Beforehand, I have to admit to being worried, remembering my last spring break visit. I didn’t know if this one would make me bitter, nostalgic, or split between those feelings like I was on that night those many years ago. Obviously I was in a much better place. I wasn’t rich and successful, didn’t have a bookshelf with my titles on it, but I was clearly more emotionally stable.

After the professor’s tour, our family walked downtown. I wanted to take everyone to Gillie’s, the ice cream store. Skirting by the breezy green campus, we arrived in the town of Blacksburg where I was slightly upset to see that the university had built a theater on the hill where I used to sit and watch people. When we got to Gillie’s, I was also somewhat shocked to note that the store didn’t sell ice cream anymore, just fish, vegetarian, and vegan meals. Okay, that’s too bad, I said to myself, but my emotions weren’t overwhelmed.

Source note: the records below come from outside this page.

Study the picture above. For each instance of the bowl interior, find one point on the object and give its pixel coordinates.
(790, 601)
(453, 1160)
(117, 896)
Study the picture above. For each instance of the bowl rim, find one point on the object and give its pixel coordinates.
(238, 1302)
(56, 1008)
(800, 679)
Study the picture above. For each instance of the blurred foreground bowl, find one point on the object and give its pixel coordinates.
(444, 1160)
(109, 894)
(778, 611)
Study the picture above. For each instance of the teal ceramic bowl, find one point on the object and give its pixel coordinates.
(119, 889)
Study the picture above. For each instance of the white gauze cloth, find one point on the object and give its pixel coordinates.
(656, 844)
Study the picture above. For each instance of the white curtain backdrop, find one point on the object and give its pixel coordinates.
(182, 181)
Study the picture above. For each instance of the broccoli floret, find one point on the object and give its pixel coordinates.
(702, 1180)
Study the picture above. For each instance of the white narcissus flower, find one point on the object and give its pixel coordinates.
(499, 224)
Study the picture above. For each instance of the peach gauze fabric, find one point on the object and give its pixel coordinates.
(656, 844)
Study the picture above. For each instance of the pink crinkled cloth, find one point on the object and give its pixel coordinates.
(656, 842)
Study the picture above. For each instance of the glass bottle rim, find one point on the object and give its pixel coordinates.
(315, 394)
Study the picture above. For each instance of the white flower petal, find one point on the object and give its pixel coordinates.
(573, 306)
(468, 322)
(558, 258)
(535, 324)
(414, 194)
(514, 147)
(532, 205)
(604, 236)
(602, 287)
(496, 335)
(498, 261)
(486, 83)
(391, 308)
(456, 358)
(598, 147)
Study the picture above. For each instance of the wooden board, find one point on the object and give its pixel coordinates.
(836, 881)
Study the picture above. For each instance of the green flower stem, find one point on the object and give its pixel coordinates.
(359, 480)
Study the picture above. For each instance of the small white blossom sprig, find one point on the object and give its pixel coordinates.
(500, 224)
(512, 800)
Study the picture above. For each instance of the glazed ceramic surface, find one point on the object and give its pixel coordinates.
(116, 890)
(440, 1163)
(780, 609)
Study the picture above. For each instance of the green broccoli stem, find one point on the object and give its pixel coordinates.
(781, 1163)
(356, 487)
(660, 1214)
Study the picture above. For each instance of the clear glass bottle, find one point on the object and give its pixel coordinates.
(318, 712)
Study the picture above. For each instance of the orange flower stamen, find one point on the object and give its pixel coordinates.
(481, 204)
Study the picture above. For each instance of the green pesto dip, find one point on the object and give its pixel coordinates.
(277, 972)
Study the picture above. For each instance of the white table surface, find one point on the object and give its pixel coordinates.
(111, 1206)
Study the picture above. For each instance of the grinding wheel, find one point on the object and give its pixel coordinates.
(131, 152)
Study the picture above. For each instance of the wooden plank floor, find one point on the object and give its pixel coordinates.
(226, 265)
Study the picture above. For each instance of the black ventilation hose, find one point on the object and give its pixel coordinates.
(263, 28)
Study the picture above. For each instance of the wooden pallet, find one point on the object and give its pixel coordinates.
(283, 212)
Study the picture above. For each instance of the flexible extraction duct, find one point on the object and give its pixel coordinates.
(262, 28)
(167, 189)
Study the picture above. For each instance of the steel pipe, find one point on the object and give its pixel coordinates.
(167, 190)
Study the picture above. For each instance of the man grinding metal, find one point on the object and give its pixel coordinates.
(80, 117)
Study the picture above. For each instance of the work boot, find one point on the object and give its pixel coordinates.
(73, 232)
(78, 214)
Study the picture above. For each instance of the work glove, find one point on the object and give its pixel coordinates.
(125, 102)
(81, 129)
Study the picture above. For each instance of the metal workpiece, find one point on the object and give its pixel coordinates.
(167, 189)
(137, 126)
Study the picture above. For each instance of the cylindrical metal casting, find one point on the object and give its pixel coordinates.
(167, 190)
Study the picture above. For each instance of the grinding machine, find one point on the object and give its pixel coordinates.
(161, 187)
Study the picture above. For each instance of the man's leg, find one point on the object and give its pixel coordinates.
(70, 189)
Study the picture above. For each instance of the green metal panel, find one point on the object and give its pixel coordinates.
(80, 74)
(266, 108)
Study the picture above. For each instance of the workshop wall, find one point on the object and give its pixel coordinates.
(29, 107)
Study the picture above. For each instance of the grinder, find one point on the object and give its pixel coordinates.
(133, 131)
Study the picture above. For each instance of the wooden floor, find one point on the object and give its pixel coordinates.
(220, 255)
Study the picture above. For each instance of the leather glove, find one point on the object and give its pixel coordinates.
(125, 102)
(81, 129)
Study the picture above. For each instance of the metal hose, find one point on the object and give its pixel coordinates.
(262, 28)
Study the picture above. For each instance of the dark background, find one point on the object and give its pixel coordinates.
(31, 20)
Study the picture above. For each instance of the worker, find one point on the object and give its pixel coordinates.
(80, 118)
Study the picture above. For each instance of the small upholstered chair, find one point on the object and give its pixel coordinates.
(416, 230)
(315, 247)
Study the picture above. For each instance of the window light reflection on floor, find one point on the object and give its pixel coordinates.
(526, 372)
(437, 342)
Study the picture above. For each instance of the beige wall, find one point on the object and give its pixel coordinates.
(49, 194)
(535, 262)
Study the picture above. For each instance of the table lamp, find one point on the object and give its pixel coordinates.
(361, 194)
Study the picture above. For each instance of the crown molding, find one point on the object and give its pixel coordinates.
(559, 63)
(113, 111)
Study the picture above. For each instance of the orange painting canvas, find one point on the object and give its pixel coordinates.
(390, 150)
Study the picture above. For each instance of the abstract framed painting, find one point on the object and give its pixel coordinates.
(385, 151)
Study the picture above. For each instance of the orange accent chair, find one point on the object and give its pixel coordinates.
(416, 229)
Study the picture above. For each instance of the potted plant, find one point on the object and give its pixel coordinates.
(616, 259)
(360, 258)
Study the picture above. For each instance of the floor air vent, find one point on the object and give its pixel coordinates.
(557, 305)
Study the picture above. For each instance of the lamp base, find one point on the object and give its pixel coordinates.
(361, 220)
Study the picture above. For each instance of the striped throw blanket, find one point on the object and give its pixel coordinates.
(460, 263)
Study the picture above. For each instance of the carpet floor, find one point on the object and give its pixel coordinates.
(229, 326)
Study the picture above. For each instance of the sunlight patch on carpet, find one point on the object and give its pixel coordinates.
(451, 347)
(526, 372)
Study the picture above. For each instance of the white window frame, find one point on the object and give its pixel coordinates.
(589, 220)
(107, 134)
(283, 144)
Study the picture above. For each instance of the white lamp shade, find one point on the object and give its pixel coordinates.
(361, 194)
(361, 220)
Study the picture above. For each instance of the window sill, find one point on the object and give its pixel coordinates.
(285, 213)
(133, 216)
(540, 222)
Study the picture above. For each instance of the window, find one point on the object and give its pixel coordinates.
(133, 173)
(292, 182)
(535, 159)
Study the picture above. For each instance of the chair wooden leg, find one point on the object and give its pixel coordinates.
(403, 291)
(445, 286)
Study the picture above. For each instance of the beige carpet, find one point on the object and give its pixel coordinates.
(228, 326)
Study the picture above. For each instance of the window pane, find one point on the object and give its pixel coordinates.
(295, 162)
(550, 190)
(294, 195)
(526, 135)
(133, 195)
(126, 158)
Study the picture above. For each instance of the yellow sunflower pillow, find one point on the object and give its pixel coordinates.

Instead of ice cream, we stayed to order lunch: a salmon burger for my wife, a tofu burrito for CiCi, a bean burger with Swiss for Corinne, and a bean burger with provolone for me. We waited for our food at the same thick round oak tables at which I once sat drinking coffee, and with my cell phone, I shot pictures of my three favorite girls silently reading their social media posts.

Mostly I was pleased not to feel nostalgic for another time, not to carry the emotional weight that I felt on my last spring break in Blacksburg. I was much less inclined to want to escape to another place and another me. And in some ways, it even occurred to me that I had been less interested in showing my daughter the campus, than I had been in showing myself how far I had traveled.